Índice: Folclore Brasileiro Ilustrado: Os Personagens
A Lenda da Iara, a Mãe Dágua
Editoria de Pesquisas do Site de Dicas [1]
Aspectos Gerais do Mito
Grande parte dos nossos medos mais primitivos se escondem nas profundezas das águas...
Os cronistas dos séculos XVI e XVII registraram essa história.
No princípio, o personagem era masculino e chamava-se Ipupiara,
homem peixe que devorava pescadores e os levava para o fundo do rio.
No século XVIII, Ipupiara vira a sedutora sereia Uiara ou Iara.
Todo pescador brasileiro, de água doce ou salgada, conta histórias de moços
que cederam aos encantos da bela Uiara e terminaram afogados de paixão.
Ela deixa sua casa no fundo das águas no fim da tarde. Surge magnífica à flor
das àguas: metade mulher, metade peixe, cabelos longos enfeitados de
flores vermelhas. Por vezes, ela assume a forma humana e sai em busca de vítimas.
Quando a Mãe das águas canta, hipnotiza os pescadores. Um deles foi o índio
Tapuia. Certa vez, pescando, Ele viu a deusa, linda, surgir das águas.
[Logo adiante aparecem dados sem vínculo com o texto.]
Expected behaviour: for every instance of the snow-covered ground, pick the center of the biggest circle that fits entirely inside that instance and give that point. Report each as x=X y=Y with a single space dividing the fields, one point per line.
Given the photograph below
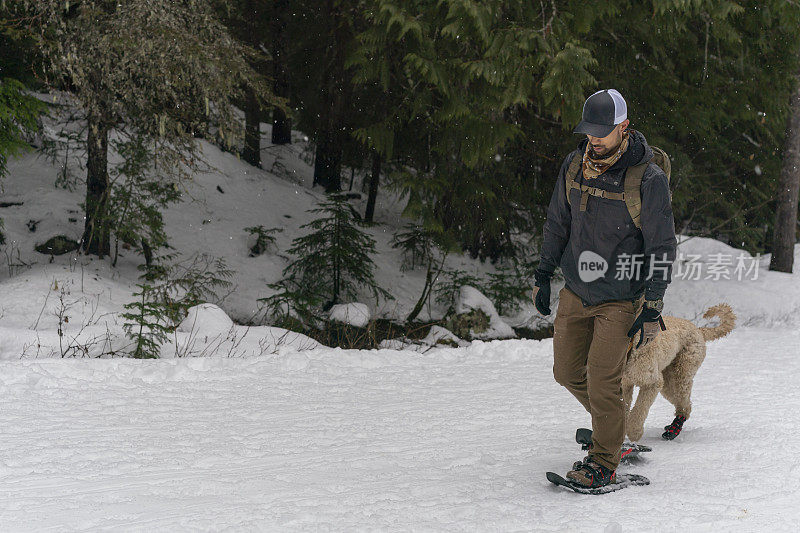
x=331 y=440
x=261 y=429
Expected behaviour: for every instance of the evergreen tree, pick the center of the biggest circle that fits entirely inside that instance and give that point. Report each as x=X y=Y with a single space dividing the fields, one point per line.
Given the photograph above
x=148 y=328
x=18 y=114
x=163 y=70
x=333 y=262
x=785 y=233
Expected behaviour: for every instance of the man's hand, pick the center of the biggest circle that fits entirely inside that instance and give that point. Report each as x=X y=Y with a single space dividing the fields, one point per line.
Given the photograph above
x=648 y=322
x=541 y=292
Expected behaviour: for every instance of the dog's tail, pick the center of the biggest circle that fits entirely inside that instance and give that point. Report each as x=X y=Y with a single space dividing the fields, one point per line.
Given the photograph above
x=727 y=321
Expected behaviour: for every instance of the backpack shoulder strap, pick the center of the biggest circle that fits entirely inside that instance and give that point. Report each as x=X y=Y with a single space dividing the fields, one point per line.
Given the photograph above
x=633 y=191
x=572 y=173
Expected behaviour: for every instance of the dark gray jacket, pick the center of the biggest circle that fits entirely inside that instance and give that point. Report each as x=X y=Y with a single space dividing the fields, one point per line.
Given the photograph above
x=606 y=228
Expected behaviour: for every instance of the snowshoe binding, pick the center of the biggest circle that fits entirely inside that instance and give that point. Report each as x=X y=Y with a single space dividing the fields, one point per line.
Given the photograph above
x=674 y=429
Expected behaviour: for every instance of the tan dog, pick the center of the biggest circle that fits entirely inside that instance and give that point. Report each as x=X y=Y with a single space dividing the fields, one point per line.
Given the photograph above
x=668 y=365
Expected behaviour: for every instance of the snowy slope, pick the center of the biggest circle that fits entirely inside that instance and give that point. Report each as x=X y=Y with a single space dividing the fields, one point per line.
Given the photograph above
x=332 y=440
x=212 y=222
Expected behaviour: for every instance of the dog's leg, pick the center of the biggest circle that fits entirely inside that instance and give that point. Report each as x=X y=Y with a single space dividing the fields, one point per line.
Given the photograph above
x=679 y=378
x=644 y=400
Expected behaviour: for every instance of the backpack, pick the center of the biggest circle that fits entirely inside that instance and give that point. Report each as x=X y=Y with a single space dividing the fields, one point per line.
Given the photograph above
x=632 y=196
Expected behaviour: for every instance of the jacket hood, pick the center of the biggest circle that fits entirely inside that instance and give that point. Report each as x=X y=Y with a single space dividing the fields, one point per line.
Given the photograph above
x=637 y=153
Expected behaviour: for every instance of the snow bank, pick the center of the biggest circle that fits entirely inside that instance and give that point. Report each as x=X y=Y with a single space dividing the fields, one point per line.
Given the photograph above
x=469 y=298
x=354 y=314
x=356 y=440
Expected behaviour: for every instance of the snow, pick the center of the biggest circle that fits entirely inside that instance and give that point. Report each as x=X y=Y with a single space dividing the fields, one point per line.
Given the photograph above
x=259 y=428
x=354 y=314
x=450 y=440
x=469 y=298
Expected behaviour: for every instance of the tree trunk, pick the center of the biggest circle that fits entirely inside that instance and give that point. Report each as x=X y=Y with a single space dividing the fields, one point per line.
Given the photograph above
x=281 y=124
x=784 y=236
x=330 y=141
x=373 y=186
x=328 y=164
x=96 y=231
x=252 y=130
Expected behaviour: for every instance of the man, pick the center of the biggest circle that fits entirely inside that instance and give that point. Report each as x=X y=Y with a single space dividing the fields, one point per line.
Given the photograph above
x=594 y=235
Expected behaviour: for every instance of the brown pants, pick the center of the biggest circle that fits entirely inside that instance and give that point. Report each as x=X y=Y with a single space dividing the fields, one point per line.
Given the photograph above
x=590 y=347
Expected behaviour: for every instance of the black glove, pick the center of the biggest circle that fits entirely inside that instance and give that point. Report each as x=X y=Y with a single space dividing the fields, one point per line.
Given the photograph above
x=648 y=322
x=542 y=301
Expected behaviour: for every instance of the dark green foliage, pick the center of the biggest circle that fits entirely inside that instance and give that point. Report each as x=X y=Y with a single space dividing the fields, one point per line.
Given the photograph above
x=465 y=324
x=149 y=327
x=18 y=115
x=332 y=263
x=176 y=285
x=161 y=70
x=507 y=288
x=137 y=198
x=58 y=245
x=428 y=247
x=265 y=239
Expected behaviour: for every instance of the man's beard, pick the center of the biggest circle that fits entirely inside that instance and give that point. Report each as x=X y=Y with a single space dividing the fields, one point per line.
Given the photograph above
x=595 y=155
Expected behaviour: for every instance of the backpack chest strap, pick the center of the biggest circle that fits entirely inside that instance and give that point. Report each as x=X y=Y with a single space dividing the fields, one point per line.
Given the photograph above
x=586 y=190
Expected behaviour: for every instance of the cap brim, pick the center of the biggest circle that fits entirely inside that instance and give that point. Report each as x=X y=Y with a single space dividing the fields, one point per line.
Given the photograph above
x=595 y=130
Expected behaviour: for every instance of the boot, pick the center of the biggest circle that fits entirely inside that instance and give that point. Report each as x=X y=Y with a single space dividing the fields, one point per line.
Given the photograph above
x=591 y=474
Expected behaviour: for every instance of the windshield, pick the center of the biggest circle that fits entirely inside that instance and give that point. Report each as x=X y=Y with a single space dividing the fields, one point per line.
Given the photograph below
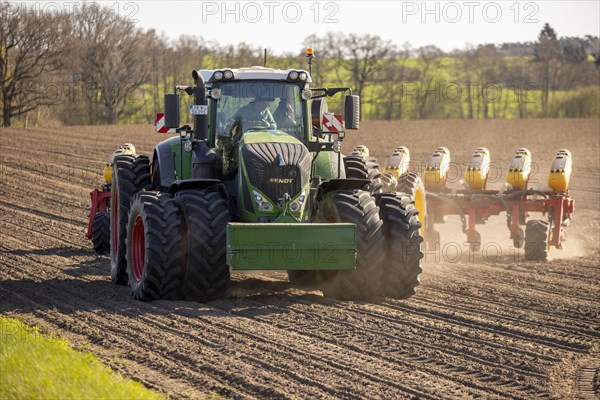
x=251 y=105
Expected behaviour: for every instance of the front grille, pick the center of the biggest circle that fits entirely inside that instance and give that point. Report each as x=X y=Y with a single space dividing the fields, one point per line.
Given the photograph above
x=277 y=168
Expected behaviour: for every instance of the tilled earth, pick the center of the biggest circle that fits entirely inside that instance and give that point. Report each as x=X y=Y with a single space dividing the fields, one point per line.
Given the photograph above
x=486 y=325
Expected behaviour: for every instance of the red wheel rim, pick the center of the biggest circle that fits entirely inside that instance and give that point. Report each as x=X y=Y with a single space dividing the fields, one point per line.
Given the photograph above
x=115 y=211
x=138 y=248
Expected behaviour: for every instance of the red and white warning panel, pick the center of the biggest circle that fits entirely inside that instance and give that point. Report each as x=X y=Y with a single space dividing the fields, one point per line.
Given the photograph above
x=160 y=124
x=332 y=122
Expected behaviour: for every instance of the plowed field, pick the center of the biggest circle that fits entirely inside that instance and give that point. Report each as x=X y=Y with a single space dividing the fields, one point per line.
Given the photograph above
x=488 y=325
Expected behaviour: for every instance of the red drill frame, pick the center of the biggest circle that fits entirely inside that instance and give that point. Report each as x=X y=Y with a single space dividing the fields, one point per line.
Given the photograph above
x=476 y=206
x=100 y=200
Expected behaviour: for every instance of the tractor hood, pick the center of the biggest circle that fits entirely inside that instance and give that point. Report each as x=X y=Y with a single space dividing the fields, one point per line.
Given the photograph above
x=274 y=164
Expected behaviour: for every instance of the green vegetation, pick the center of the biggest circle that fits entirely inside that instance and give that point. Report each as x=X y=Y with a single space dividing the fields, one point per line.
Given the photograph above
x=36 y=366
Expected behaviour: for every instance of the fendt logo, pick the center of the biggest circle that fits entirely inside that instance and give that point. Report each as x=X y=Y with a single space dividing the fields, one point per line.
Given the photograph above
x=281 y=180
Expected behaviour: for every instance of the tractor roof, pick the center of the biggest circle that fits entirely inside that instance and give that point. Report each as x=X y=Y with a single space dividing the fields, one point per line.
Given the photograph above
x=254 y=73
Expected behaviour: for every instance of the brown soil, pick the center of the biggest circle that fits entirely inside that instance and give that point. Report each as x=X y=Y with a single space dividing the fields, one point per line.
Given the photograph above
x=486 y=327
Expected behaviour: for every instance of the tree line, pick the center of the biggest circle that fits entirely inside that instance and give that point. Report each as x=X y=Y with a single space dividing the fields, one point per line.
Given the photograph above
x=92 y=66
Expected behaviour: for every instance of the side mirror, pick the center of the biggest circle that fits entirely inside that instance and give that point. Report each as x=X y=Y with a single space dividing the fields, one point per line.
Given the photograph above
x=352 y=111
x=172 y=110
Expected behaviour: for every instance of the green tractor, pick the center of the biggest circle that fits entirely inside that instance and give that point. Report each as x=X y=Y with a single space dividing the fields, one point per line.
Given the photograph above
x=258 y=182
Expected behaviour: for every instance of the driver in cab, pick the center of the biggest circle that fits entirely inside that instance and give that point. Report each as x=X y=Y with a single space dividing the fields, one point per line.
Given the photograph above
x=256 y=114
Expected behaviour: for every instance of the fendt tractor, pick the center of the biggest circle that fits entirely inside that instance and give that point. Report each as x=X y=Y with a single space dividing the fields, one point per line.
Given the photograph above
x=258 y=182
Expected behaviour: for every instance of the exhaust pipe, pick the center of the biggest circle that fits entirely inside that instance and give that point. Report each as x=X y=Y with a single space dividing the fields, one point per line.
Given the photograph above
x=200 y=121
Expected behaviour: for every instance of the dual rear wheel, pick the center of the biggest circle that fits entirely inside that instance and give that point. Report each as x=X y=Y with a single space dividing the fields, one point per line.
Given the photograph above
x=176 y=246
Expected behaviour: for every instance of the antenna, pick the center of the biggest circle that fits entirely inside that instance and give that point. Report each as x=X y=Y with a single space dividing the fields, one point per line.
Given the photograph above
x=310 y=54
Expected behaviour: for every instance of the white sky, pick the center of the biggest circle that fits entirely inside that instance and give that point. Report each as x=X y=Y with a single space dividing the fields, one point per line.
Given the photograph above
x=282 y=25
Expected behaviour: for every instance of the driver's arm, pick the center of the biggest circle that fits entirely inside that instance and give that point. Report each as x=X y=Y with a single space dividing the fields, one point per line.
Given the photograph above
x=268 y=117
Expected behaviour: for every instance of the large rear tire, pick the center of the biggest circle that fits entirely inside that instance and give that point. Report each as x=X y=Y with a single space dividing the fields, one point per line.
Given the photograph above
x=537 y=235
x=101 y=232
x=359 y=167
x=357 y=207
x=412 y=184
x=131 y=174
x=205 y=215
x=154 y=263
x=402 y=245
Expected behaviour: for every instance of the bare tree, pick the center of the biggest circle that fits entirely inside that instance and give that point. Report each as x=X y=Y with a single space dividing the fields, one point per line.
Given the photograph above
x=547 y=54
x=113 y=63
x=30 y=52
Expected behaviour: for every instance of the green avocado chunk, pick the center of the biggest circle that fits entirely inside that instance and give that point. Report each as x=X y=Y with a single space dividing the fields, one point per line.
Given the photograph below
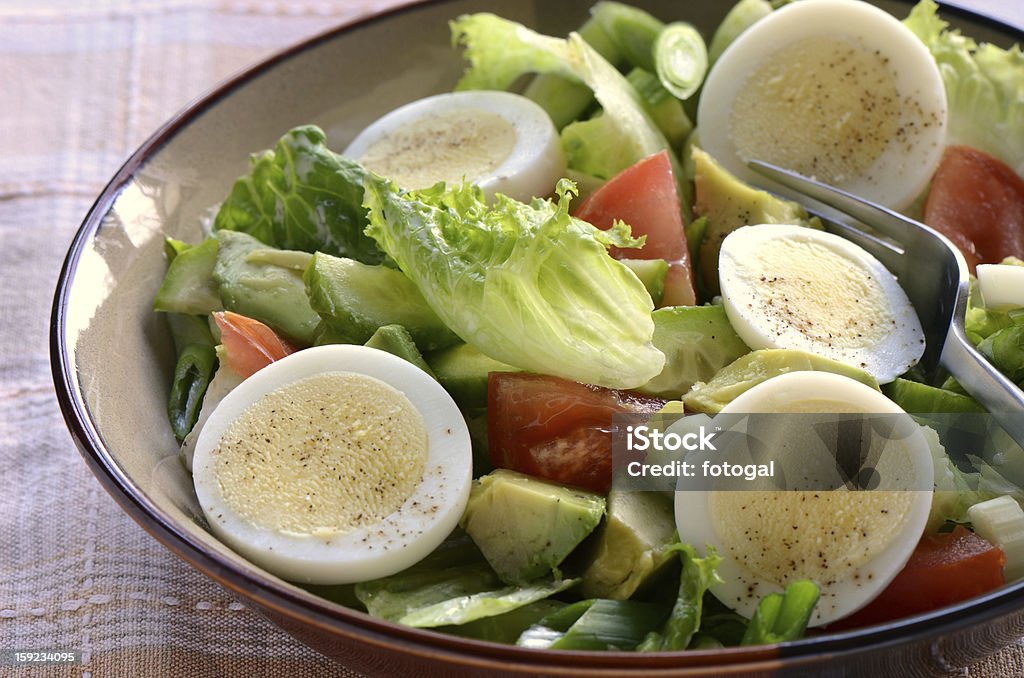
x=188 y=286
x=262 y=283
x=922 y=398
x=697 y=341
x=525 y=526
x=651 y=272
x=729 y=204
x=463 y=371
x=632 y=546
x=355 y=299
x=760 y=366
x=396 y=340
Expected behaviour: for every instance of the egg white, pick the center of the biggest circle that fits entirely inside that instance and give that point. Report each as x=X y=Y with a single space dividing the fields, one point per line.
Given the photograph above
x=1001 y=285
x=365 y=552
x=741 y=589
x=530 y=169
x=909 y=158
x=791 y=287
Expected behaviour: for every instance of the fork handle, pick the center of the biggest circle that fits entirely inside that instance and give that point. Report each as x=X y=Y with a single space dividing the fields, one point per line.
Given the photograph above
x=1001 y=397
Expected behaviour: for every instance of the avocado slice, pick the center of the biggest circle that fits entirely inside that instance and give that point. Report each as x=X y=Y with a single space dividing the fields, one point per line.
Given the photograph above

Resistiu. Não saiu da canoa, remou rápido até a margem e foi se esconder na aldeia.
Mas enfeitiçado pelos olhos e ouvidos não conseguia esquecer a voz de Uiara.
Numa tarde, morto de saudade, fugiu da aldeia e remou na sua canoa rio abaixo.
Uiara já o esperava cantando a música das núpcias. Tapuia se jogou no rio e
sumiu num mergulho, carregado pelas mãos da noiva.
Uns dizem que naquela noite houve festa no chão das águas e que foram felizes para sempre.
Outros dizem que na semana seguinte a insaciável Uiara voltou para levar outra vítima.
Este é Mito baseado no modelo das sereias dos contos gregos. A Iara é uma ninfa loura de
corpo deslumbrante e de beleza irresistível. Sua voz é melodiosa e seu canto, tal como no original
grego, é capaz de enfeitiçar a todos que o ouvem, arrastando-os em sua direção, até o fundo do rio, lagos,
igarapés, águas, onde vivem esses seres fabulosos.
Na Amazônia, a Mãe-dágua atrai os moços sob forma de uma moça bonita, e às moças, aparecendo-lhes sob
o aspecto de um belo e sedutor moço.
As crianças também são vítimas e após desaparecem misteriosamente, creem os ribeirinhos que
essas crianças ficam "encantadas" no reino da "gente do fundo".
Lá o menino é instruído no preparo de todos
os tipos de remédios. Passados sete anos, durante os quais foi iniciado nas artes mágicas e na manipulação
de plantas e ervas, o jovem pode retornar para junto dos seus, onde, geralmente, se torna um grande curandeiro.
A Iara (ig-água, iara-senhor) é uma roupagem de cultura européia. Não há lenda indígena que tenha registrado a Iara de cabelos longos ou voz maviosa.
As lendas indígenas mais velhas citam sempre o Velho Homem Marinho, o Ipupiara, nunca a Iara. Além do Ipupiara, o índio brasileiro tem outra tradição assombrosa das águas. É a Cobra Grande, a Cobra Negra ou Boiúna[2].